This post argues that desirable AI qualities include 1) Bayesian inference of its expected impacts on wellbeing across times and moral circles, 2) Finding and actualizing solutions to increase individuals’ wellbeing, 3) Motivating wellbeing focus among other systems that use AI, 4) Finding ‘the most good’ solutions enjoyable under the veil of ignorance using independently developing perspectives, and 5) Differentiating ‘human’ values from ‘inhumane’ goods based on inclusive ethics and morality research. This piece overviews each of these quality categories.
I thank Eleos Citrini for feedback on a draft of this post. All errors are mine.
Notes on level and definition of AI and normative type of alignment
These desirable? qualities relate to artificial intelligence that can outperform a single human or a coordinated group of humans in a specific task; AI agents that work with human agents, regardless of these groups’ relative performance to other ones in any metric; artificial general intelligence with agency that can independently shift the direction of global output; and artificial specific intelligence that functions as a learning step to more powerful machines.
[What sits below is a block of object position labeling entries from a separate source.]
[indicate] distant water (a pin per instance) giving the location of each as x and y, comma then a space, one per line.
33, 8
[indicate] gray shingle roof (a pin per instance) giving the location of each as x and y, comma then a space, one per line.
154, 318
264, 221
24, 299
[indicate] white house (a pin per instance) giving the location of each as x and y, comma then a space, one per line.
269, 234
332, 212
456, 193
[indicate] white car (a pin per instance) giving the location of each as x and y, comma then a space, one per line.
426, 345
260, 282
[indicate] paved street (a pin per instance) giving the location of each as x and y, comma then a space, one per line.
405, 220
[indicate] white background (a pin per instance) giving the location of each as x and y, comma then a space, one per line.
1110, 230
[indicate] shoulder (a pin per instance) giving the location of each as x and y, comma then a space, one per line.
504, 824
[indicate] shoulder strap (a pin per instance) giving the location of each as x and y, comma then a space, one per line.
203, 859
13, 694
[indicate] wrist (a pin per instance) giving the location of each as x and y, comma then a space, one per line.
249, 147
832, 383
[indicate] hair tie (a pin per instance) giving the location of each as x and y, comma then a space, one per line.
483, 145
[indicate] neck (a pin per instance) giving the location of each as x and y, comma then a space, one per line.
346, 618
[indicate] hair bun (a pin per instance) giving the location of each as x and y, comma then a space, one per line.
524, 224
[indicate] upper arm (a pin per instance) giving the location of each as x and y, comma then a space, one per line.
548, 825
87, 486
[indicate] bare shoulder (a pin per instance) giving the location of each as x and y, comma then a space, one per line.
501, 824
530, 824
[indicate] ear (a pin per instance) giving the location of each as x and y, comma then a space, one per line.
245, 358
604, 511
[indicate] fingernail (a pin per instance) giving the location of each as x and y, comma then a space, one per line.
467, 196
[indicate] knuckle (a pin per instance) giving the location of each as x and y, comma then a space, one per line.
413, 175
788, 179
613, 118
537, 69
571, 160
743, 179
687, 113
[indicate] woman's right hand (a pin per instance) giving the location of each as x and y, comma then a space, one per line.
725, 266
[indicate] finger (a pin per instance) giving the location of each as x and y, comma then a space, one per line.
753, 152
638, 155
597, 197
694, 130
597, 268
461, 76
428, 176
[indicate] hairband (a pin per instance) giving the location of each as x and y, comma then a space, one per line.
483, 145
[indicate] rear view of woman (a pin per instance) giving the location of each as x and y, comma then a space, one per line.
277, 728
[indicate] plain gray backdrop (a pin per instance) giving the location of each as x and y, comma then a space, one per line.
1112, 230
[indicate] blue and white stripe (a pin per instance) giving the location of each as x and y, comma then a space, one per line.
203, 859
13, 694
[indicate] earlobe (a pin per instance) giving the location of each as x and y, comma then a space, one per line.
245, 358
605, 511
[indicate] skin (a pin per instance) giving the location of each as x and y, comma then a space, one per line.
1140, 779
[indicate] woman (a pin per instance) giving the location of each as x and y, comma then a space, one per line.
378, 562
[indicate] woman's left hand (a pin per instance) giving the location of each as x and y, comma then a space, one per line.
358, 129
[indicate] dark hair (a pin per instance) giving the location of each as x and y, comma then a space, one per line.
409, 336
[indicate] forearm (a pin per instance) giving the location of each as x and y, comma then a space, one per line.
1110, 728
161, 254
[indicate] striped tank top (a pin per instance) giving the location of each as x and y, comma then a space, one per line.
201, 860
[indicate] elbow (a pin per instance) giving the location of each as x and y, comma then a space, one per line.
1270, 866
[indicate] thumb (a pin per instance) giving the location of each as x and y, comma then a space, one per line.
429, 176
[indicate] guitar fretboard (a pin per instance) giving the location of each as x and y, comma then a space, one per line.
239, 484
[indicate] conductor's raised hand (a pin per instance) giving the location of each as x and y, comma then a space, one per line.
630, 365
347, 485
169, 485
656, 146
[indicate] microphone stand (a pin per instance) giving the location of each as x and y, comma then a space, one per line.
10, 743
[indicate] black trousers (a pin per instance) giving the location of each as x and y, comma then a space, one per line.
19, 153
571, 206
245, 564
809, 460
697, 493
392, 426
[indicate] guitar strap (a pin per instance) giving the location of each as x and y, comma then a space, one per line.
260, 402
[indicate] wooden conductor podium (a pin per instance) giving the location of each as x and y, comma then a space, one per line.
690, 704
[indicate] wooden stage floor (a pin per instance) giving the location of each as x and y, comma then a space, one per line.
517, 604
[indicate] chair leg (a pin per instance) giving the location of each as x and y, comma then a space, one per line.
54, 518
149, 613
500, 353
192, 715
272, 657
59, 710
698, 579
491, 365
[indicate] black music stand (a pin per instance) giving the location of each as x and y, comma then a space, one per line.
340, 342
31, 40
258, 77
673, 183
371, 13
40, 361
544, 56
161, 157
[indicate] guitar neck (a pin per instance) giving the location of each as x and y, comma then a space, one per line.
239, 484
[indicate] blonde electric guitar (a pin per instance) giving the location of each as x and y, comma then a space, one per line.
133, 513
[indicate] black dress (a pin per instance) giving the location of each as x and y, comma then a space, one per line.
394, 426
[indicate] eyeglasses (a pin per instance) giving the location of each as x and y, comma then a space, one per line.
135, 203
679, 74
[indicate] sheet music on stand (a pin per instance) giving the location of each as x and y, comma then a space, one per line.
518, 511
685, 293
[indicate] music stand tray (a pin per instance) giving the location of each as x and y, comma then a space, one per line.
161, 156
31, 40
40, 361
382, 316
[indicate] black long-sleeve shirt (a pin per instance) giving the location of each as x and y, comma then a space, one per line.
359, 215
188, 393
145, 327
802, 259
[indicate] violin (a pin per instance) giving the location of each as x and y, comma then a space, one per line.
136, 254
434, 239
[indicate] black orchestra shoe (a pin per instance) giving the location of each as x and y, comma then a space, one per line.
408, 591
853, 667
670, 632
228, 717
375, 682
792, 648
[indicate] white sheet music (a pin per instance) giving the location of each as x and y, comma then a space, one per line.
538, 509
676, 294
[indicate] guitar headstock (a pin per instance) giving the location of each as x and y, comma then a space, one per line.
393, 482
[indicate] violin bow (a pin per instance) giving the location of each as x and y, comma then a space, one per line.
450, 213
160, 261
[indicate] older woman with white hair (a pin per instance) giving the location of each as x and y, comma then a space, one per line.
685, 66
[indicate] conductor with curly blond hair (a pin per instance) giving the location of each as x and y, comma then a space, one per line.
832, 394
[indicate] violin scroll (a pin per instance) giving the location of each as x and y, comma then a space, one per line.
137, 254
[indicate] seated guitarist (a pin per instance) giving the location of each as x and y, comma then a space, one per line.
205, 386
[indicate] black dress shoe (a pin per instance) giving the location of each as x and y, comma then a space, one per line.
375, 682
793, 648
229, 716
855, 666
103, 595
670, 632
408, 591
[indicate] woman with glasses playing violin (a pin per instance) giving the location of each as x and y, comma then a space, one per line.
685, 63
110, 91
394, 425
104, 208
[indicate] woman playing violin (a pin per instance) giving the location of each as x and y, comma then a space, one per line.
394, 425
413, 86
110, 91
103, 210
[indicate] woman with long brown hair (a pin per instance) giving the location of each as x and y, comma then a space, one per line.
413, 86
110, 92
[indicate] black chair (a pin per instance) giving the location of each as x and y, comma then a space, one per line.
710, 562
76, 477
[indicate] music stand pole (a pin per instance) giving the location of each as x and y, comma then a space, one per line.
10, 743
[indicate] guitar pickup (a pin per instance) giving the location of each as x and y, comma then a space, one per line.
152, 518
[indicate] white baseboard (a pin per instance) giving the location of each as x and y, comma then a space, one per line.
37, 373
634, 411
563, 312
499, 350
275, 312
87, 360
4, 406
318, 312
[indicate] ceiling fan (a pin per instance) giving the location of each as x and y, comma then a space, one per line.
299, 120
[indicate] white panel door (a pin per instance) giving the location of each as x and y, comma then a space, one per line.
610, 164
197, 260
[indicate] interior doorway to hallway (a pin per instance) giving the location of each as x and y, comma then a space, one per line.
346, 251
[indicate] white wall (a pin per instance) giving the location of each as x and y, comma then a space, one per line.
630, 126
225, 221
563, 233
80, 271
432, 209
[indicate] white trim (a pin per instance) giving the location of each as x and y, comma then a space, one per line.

Intelligence is defined as the ability to develop and advance solutions including by quantifying relevant concepts and gathering and processing necessary information.[1]
This is a maximalist framework: seeking to develop a ‘fully aligned’ system that continuously optimizes itself according to an improving understanding of human values rather than seeking to prevent a negative outcome based on some definition of such values.[2]
Desirable AI qualities
Bayesian inference of its expected impacts on wellbeing across times and moral circles. This includes:
Understanding advertisement impacts on viewers’ psychology
Accounting for human welfare impacts of different economic production decisions
Comprehending animal welfare effects of its actions and inactions
Predicting safety of systems that have various effects on individuals and can be developed by its decisions
Updating its understanding of wellbeing with new evidence
Finding and actualizing solutions to increase individuals’ wellbeing. For example, by:
Synthesizing relevant literature and ‘impersonating’ experts
Developing connections with key stakeholders by self-optimization
Gaining financial resources by market analysis
Organizing employees to actualize solutions
Gaining information necessary for intervention optimization
Motivating wellbeing focus among other systems that use AI. This can include:
Presenting success and sharing it at a good price
Detecting possibly harmful algorithm pieces and suggesting alternatives
Recommending purchases of AI with high harm/price ratio and changing or discarding them
Combining wellbeing effects with interests of other systems and sharing the two together
Finding ‘the most good’ solutions enjoyable under the veil of ignorance using independently developing perspectives. This may go beyond wellbeing (which should be fundamental), e. g. estimated by consciousness metrics. For instance:
Understanding fundamental needs of different humans and non-humans and advancing a system that continuously fulfills these needs
Stimulating and coordinating differentiated thinking regarding the most good and enabling a competition among various solutions which would not jeopardize any individuals’ wellbeing or needs fulfillment
Conducting spacetime research to gain further definitions of the most good and adding relevant solutions
Differentiating ‘human’ values from ‘inhumane’ goods based on inclusive ethics and morality research. For example:
Gathering definitions of human values from various philosophy scholars
Surveying representative samples of homo sapiens sapiens groups about descriptions of ideal systems that they can imagine
Developing a method for including non-human animals’ expressions of human values
Desirable? AI qualities
Summary
This post argues that desirable AI qualities include 1) Bayesian inference of its expected impacts on wellbeing across times and moral circles, 2) Finding and actualizing solutions to increase individuals’ wellbeing, 3) Motivating wellbeing focus among other systems that use AI, 4) Finding ‘the most good’ solutions enjoyable under the veil of ignorance using independently developing perspectives, and 5) Differentiating ‘human’ values from ‘inhumane’ goods based on inclusive ethics and morality research. This piece overviews each of these quality categories.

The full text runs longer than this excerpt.